Fiore MC, et al. Treating Tobacco Use and Dependence: 2008 Update. Clinical Practice Guideline. Rockville, MD: US Department of Health and Human Services. Public Health Service: May 2008.
1. CDC, Behavioral Risk Factor Surveillance System, 2018.
2. CDC, Youth Risk Behavioral Surveillance System, 2019.

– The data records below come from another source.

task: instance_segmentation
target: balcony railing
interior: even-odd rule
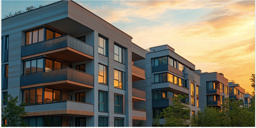
[[[94,56],[94,47],[69,35],[21,47],[21,57],[68,47]]]
[[[206,90],[207,94],[220,94],[220,90],[219,89],[208,90]]]
[[[8,54],[9,50],[8,49],[4,49],[4,62],[8,61]]]
[[[21,86],[68,80],[93,86],[94,76],[67,67],[23,74]]]
[[[206,103],[207,104],[207,105],[221,105],[220,101],[218,100],[207,101],[206,101]]]
[[[8,77],[4,78],[4,83],[3,85],[2,89],[6,89],[8,88]]]
[[[132,96],[141,98],[146,99],[146,92],[144,91],[132,88]]]

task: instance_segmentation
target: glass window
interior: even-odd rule
[[[124,126],[123,119],[115,118],[115,127],[122,127]]]
[[[53,89],[45,88],[44,102],[52,101],[53,101]]]
[[[99,36],[98,41],[99,53],[107,56],[107,49],[106,49],[107,46],[106,40],[100,36]]]
[[[180,70],[181,71],[184,72],[183,70],[184,70],[184,65],[183,64],[181,64],[179,63],[179,70]]]
[[[9,76],[9,65],[8,64],[5,65],[5,73],[4,74],[4,77],[8,77]]]
[[[114,87],[117,88],[122,89],[123,72],[114,70]]]
[[[99,111],[108,112],[108,93],[99,91]]]
[[[76,101],[85,102],[85,93],[80,93],[76,94]]]
[[[114,59],[120,63],[123,63],[123,48],[115,44],[114,45]]]
[[[99,127],[108,126],[108,117],[99,117]]]
[[[123,96],[114,94],[114,112],[123,113]]]
[[[8,92],[4,92],[3,93],[4,95],[4,98],[3,99],[5,100],[4,102],[4,105],[6,105],[7,104],[7,102],[6,101],[7,101],[7,99],[6,96],[8,94]]]
[[[99,83],[107,85],[107,67],[99,64]]]
[[[195,106],[195,98],[191,98],[191,105],[192,106]]]
[[[190,84],[191,90],[191,95],[194,96],[194,86],[195,85],[193,83],[191,83]]]
[[[168,82],[173,83],[173,75],[170,73],[168,73]]]
[[[77,65],[77,70],[85,72],[85,64]]]

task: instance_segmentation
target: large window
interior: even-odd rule
[[[123,114],[123,96],[114,94],[114,112]]]
[[[77,70],[85,72],[85,64],[77,65]]]
[[[60,100],[61,91],[59,90],[45,88],[23,91],[23,102],[26,103],[41,104],[43,102],[46,103]]]
[[[191,88],[191,95],[193,96],[195,96],[194,87],[195,84],[194,83],[191,83],[190,84],[190,88]]]
[[[114,59],[120,63],[123,62],[123,48],[115,44],[114,45]]]
[[[191,98],[191,105],[192,106],[195,106],[195,98],[194,97]]]
[[[99,91],[99,111],[108,112],[108,93]]]
[[[154,59],[154,66],[166,64],[167,63],[167,56]]]
[[[215,89],[217,88],[217,84],[214,82],[206,82],[206,90]]]
[[[165,90],[161,90],[152,91],[152,99],[153,100],[169,99],[173,97],[173,93]]]
[[[122,127],[124,126],[124,119],[115,118],[115,127]]]
[[[85,93],[77,93],[76,94],[76,101],[85,102]]]
[[[107,56],[107,42],[106,40],[103,38],[99,36],[98,43],[99,53],[105,56]]]
[[[114,70],[114,87],[117,88],[123,88],[123,72]]]
[[[7,104],[7,102],[6,101],[7,100],[7,98],[6,97],[6,96],[7,96],[7,95],[8,94],[8,92],[3,92],[3,96],[4,96],[4,97],[3,97],[3,100],[4,100],[4,105],[5,105]]]
[[[108,126],[108,117],[99,117],[99,127]]]
[[[107,67],[99,64],[99,83],[107,85]]]
[[[154,83],[169,82],[176,85],[186,87],[184,84],[184,80],[169,73],[163,73],[154,74]]]

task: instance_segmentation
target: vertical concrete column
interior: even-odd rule
[[[109,39],[108,67],[109,122],[110,127],[114,126],[114,41]]]
[[[126,70],[125,126],[132,127],[132,47],[128,45],[125,57]]]
[[[21,43],[25,41],[25,34],[22,31],[9,35],[9,64],[8,94],[15,97],[18,96],[18,104],[22,101],[22,92],[20,89],[21,73],[23,63],[21,61]]]

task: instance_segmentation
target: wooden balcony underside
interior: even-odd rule
[[[68,47],[62,48],[45,52],[21,57],[21,60],[47,55],[71,63],[93,60],[94,57]]]
[[[52,82],[42,83],[34,85],[21,86],[21,89],[35,87],[41,86],[47,87],[47,86],[51,86],[56,87],[67,89],[71,90],[93,88],[93,86],[81,84],[68,80],[62,80]]]

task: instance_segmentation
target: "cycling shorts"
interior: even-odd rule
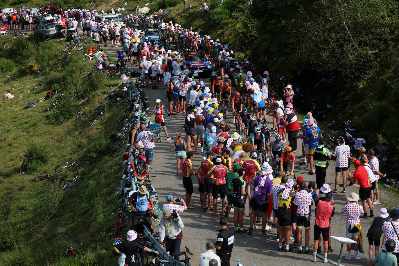
[[[223,100],[224,99],[227,100],[229,98],[228,91],[222,91],[221,100]]]
[[[282,211],[283,210],[282,208],[279,207],[277,209],[277,213],[279,215],[277,217],[277,221],[279,221],[279,225],[280,226],[289,226],[291,225],[291,211],[288,210],[287,214],[284,213]]]
[[[296,214],[296,227],[302,228],[302,226],[305,229],[310,228],[310,214]]]

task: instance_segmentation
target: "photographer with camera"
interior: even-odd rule
[[[164,204],[162,206],[162,209],[164,210],[168,209],[171,211],[177,211],[182,212],[187,209],[187,205],[181,198],[174,198],[172,195],[168,195],[166,196],[166,201],[168,201],[168,203]],[[183,205],[174,204],[177,202],[181,203]]]
[[[184,227],[178,212],[166,209],[162,212],[159,226],[159,241],[163,247],[166,246],[166,251],[175,259],[179,261],[180,245],[183,237],[182,230]]]

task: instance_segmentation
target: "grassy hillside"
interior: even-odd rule
[[[115,189],[121,171],[120,158],[109,158],[108,138],[118,128],[115,118],[123,113],[124,108],[117,104],[109,106],[102,119],[90,128],[87,123],[77,125],[75,118],[78,110],[94,110],[101,98],[109,93],[105,86],[114,87],[118,81],[98,75],[95,82],[85,82],[84,77],[94,64],[93,61],[83,61],[81,53],[70,56],[61,69],[63,42],[41,43],[32,37],[2,37],[0,45],[5,42],[10,48],[3,51],[0,61],[9,63],[0,64],[10,67],[0,69],[0,81],[3,85],[12,75],[17,79],[2,86],[4,93],[10,89],[14,97],[0,102],[0,135],[7,138],[0,142],[1,264],[108,264],[109,253],[105,250],[112,243],[110,232],[115,219],[110,215],[117,209]],[[32,69],[36,67],[43,71],[38,79]],[[42,86],[28,92],[40,81]],[[42,113],[55,96],[41,103],[38,99],[53,88],[58,92],[55,96],[64,94],[63,100]],[[81,95],[70,100],[76,90]],[[28,108],[30,102],[36,107]],[[20,157],[27,151],[36,153],[36,160],[26,174],[19,175]],[[84,163],[79,171],[85,179],[79,179],[71,192],[63,193],[61,189],[73,178],[73,168],[49,182],[28,181],[44,170],[53,173],[56,166],[66,163],[69,157]],[[85,256],[65,258],[63,252],[71,246],[84,250]]]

3. CDC, Behavioral Risk Factor Surveillance System, State Tobacco Activities Tracking and Evaluation System, 2020.
4. Campaign for Tobacco-Free Kids, Broken Promises to Our Children: a State-by-State Look at the 1998 State Tobacco Settlement 21 Years Later FY2020, 2019.
5. Campaign for Tobacco-Free Kids, Toll of Tobacco in the United States.
6. American Lung Association, State Legislated Actions on Tobacco Issues (SLATI).
7. American Lung Association, State of Tobacco Control, 2020.